Dunning-Kruger in IT Infrastructure

Sitting in a taxi driving to CLEUR 2018 in Barcelona we couldn’t resist but complain about the stuff we’re seeing in real-life networks, resulting in someone exclaiming something along the lines of “I can’t understand how someone could do so many stupid things”

Welcome to the wonderful world of Dunning-Kruger Effect.

I would strongly encourage you to read the original paper (it’s one of the few hilariously amusing academic papers I read in my life). Cliff notes straight from the abstract:

People tend to hold overly favorable views of their abilities in many social and intellectual domains.

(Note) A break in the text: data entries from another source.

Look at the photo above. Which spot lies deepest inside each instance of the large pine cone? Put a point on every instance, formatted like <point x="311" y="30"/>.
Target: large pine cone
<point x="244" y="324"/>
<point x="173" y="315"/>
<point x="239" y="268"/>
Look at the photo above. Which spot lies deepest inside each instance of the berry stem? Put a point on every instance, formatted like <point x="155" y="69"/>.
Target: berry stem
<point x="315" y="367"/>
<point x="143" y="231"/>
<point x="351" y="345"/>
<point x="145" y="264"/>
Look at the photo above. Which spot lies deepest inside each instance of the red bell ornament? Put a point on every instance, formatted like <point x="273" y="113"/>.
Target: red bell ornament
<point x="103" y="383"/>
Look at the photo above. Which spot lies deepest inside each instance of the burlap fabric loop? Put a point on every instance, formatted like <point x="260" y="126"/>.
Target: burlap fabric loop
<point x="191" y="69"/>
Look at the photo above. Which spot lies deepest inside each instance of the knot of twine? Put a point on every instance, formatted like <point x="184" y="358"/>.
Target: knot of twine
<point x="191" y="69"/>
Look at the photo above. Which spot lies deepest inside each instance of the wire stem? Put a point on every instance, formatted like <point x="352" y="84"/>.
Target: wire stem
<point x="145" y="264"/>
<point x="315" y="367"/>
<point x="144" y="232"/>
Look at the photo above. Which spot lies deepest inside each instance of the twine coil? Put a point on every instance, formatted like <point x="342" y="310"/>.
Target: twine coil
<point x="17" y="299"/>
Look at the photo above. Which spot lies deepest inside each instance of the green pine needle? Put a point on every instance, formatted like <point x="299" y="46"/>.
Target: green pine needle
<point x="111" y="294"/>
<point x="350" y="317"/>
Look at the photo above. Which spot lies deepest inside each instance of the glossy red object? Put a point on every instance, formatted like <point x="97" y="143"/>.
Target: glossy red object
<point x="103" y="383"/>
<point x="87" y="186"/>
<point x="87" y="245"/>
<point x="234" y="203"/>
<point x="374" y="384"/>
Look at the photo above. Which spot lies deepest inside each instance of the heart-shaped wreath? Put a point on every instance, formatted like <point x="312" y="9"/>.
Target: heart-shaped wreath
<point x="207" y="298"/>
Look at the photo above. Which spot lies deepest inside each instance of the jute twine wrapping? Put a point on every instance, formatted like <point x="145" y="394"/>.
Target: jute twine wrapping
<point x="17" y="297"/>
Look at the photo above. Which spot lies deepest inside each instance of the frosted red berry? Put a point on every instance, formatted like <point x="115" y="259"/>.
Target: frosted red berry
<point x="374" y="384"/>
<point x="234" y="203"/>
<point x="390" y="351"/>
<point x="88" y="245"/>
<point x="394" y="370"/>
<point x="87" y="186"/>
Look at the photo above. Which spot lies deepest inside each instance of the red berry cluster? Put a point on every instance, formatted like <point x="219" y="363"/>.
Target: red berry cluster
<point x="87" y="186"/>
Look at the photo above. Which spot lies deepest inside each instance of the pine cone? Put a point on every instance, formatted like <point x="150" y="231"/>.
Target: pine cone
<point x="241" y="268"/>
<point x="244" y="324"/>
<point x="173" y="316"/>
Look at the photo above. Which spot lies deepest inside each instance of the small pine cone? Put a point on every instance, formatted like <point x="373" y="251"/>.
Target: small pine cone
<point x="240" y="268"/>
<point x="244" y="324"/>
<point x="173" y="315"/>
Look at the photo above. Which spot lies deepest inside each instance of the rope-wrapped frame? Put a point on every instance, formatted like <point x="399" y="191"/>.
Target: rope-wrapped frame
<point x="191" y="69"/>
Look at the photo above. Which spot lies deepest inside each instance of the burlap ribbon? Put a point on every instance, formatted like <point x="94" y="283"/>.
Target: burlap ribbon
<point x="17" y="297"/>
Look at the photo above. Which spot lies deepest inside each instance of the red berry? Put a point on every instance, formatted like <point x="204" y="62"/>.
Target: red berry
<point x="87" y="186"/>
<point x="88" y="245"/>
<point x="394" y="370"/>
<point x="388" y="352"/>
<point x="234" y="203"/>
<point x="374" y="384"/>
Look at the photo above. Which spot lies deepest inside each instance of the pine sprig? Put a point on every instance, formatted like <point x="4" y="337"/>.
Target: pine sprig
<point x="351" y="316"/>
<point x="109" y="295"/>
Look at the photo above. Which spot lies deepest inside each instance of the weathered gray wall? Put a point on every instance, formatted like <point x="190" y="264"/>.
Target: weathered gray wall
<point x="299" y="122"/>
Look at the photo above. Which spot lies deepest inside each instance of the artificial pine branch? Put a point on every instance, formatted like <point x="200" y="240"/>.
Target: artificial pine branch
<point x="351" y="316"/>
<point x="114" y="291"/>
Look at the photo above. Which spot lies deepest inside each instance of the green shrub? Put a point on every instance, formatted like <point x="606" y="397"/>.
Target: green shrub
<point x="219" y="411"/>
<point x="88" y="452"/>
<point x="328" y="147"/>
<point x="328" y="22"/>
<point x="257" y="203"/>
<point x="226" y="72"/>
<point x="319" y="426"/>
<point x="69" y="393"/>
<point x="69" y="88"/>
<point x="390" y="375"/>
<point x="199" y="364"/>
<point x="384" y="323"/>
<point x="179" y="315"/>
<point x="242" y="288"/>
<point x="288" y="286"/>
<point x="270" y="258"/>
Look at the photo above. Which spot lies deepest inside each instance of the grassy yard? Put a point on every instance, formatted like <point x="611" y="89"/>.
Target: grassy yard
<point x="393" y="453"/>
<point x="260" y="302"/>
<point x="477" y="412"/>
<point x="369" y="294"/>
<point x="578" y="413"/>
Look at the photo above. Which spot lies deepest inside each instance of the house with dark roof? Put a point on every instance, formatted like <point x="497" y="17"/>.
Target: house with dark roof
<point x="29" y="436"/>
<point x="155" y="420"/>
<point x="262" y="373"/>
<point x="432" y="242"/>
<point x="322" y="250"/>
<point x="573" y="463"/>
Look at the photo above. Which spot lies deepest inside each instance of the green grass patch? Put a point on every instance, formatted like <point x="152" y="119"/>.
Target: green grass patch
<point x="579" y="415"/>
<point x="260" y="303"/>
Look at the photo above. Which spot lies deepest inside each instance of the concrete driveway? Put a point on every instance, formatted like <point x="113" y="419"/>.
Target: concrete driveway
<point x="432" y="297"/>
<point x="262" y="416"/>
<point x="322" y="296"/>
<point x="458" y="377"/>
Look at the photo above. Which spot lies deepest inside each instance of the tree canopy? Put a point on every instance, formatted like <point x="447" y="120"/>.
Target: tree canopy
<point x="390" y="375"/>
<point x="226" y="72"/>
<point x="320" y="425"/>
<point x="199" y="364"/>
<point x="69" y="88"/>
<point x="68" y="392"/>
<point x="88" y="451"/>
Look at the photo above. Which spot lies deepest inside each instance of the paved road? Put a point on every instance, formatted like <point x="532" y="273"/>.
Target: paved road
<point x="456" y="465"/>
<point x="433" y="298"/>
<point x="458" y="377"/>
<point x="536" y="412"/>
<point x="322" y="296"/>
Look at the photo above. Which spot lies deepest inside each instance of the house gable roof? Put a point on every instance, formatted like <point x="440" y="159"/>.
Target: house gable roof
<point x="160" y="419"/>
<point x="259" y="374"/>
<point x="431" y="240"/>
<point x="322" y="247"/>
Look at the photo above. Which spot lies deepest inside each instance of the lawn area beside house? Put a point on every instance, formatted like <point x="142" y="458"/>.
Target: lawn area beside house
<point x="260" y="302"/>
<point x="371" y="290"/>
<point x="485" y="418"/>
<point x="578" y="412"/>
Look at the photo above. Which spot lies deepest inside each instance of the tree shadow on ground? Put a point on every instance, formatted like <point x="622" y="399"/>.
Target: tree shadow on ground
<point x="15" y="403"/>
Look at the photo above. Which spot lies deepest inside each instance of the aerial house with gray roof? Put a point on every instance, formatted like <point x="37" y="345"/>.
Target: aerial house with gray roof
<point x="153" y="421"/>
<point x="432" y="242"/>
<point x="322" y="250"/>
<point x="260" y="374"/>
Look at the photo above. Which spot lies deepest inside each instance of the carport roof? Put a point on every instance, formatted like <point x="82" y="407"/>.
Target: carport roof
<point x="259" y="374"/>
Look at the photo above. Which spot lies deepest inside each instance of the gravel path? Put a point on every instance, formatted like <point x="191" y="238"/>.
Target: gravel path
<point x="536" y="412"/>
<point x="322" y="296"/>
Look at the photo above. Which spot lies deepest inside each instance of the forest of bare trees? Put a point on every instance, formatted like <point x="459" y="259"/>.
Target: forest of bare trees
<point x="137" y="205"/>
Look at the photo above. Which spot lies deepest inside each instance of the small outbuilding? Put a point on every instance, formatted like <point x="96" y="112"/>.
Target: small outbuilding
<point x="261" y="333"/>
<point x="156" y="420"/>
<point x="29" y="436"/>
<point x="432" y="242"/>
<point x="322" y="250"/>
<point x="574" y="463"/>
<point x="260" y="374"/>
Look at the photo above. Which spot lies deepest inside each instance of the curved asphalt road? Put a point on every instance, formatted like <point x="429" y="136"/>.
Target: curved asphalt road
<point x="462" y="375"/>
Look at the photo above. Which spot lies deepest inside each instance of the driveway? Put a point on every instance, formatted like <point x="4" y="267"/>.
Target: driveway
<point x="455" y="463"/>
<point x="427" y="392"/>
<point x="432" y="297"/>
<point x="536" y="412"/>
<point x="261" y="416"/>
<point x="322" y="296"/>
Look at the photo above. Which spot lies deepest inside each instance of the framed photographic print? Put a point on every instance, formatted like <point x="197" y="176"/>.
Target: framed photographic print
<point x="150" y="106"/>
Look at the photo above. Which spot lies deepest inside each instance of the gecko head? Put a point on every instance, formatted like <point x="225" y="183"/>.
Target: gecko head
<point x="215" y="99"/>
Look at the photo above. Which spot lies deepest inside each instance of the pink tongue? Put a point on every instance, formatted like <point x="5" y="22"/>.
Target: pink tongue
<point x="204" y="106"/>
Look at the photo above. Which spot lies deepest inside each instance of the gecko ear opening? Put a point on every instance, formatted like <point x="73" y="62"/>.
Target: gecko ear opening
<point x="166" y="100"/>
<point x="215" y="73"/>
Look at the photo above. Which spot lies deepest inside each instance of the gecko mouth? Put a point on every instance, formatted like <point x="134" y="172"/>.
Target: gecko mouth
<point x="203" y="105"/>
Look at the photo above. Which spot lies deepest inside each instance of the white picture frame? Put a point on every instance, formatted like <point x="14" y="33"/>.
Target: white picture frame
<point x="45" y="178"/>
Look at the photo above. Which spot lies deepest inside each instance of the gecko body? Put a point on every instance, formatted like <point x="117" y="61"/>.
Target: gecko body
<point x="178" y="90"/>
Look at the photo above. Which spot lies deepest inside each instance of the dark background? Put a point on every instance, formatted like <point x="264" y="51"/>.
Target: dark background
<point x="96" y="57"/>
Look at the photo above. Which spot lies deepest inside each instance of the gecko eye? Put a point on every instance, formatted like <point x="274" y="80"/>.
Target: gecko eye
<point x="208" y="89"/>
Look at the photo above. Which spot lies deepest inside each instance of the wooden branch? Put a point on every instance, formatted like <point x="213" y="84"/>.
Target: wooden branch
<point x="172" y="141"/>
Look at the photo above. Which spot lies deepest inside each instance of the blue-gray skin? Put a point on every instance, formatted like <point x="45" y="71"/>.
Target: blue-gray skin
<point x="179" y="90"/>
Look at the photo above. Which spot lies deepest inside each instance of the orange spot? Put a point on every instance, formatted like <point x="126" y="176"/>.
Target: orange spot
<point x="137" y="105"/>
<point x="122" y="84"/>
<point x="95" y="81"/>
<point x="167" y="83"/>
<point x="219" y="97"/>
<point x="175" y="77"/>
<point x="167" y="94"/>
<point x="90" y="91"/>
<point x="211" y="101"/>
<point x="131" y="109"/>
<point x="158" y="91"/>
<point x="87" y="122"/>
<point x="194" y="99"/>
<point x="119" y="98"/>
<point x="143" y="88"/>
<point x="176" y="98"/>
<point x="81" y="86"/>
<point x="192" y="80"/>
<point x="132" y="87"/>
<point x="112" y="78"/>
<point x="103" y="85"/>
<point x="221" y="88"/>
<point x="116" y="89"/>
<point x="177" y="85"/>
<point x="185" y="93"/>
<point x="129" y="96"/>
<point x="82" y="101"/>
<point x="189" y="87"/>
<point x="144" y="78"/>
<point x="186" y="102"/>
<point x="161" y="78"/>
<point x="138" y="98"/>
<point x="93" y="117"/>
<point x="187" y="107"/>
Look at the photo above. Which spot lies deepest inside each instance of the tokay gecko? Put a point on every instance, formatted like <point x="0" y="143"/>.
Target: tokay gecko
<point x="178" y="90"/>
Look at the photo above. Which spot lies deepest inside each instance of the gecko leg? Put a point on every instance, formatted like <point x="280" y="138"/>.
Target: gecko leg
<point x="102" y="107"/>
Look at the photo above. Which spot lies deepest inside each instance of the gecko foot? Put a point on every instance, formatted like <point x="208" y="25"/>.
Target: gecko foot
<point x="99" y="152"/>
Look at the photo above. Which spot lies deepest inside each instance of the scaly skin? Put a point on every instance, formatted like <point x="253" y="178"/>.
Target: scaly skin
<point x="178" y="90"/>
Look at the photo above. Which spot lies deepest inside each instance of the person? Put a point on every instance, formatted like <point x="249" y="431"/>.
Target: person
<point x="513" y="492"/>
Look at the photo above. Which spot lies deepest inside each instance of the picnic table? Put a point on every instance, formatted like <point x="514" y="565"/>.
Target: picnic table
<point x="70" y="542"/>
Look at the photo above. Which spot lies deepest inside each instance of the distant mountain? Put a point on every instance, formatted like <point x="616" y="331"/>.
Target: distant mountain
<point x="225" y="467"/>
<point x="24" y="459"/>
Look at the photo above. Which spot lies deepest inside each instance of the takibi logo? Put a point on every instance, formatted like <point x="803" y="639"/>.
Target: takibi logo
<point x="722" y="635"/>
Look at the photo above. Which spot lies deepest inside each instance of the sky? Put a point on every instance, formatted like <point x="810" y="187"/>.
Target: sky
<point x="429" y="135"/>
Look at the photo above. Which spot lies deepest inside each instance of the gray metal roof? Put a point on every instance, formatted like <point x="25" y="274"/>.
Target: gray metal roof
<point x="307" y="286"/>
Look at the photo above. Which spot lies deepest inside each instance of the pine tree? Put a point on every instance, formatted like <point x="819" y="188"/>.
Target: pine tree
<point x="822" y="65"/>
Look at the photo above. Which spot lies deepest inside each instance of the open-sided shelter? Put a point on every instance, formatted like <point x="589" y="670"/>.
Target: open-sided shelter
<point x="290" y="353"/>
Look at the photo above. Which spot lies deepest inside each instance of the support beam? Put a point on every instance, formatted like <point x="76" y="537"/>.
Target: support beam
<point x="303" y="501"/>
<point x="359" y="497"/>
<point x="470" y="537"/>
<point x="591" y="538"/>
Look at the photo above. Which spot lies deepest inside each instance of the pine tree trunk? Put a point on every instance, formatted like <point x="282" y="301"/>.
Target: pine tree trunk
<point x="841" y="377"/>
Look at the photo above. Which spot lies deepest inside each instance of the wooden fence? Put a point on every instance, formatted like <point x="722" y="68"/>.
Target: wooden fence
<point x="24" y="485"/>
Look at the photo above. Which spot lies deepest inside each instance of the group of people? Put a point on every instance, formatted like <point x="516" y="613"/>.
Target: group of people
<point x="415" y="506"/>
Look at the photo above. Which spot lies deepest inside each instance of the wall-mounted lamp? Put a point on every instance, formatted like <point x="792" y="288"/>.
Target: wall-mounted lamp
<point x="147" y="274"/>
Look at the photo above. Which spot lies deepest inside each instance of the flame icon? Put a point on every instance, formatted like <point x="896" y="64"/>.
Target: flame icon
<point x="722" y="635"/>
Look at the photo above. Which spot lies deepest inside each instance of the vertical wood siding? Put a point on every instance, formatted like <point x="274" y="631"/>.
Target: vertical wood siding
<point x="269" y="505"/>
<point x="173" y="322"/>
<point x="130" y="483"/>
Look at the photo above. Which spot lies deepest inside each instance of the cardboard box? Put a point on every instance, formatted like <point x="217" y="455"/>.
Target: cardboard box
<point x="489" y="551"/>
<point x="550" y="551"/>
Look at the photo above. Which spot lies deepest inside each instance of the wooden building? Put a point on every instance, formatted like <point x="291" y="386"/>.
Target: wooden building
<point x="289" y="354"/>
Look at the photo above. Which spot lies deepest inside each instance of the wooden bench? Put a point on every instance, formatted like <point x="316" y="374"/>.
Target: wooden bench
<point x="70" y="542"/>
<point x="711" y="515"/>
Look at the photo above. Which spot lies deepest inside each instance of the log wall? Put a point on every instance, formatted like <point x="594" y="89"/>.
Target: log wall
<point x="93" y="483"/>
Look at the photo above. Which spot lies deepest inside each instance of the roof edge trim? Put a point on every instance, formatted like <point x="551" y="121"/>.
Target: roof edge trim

Or from a quote of an earlier work (in the same article):

It is one of the essential features of such incompetence that the person so afflicted is incapable of knowing that he is incompetent. To have such knowledge would already be to remedy a good portion of the offense.

To paraphrase: the less you know, the better you think you are, resulting in everyone thinking they’re above average. The same effect also explains why everyone thinks they know everything about IT.

There’s only one way to escape from the left-hand side of Dunning-Kruger diagram: stop being an expert beginner and figure out how stuff you’re working with really works. Hint: Google-and-Paste is typically not a good approach.

To make matters worse, vendors actively encourage everyone (and their boss) to stay on the left-hand side of the diagram by selling ever-more-convoluted solutions with a façade that makes complex things seem easy and manageable, whereas in reality the right way to go would be to simplify everything as much as possible.

Guess what: nobody is interested in doing that, because it doesn’t increase vendor revenues or reduce end-users’ head count. Welcome to the wonderful new world, and try not to think about what’s going to happen when it comes crashing down. We’ve seen some pretty bad outages recently, and it will only get worse.

2 comments:

  1. Why are you so pessimistic in your last sentence? On which facts is your prediction based on? I think I have to take the blue pills instead of the red ones.
  2. There is definitely some humour in this paper. I like the concluding remarks.

    A former CIO I reported to always said "some resources don't know what they don't know". I'm not sure if she knew about the Dunning-Kruger Efect or not, but that's exactly what she was describing.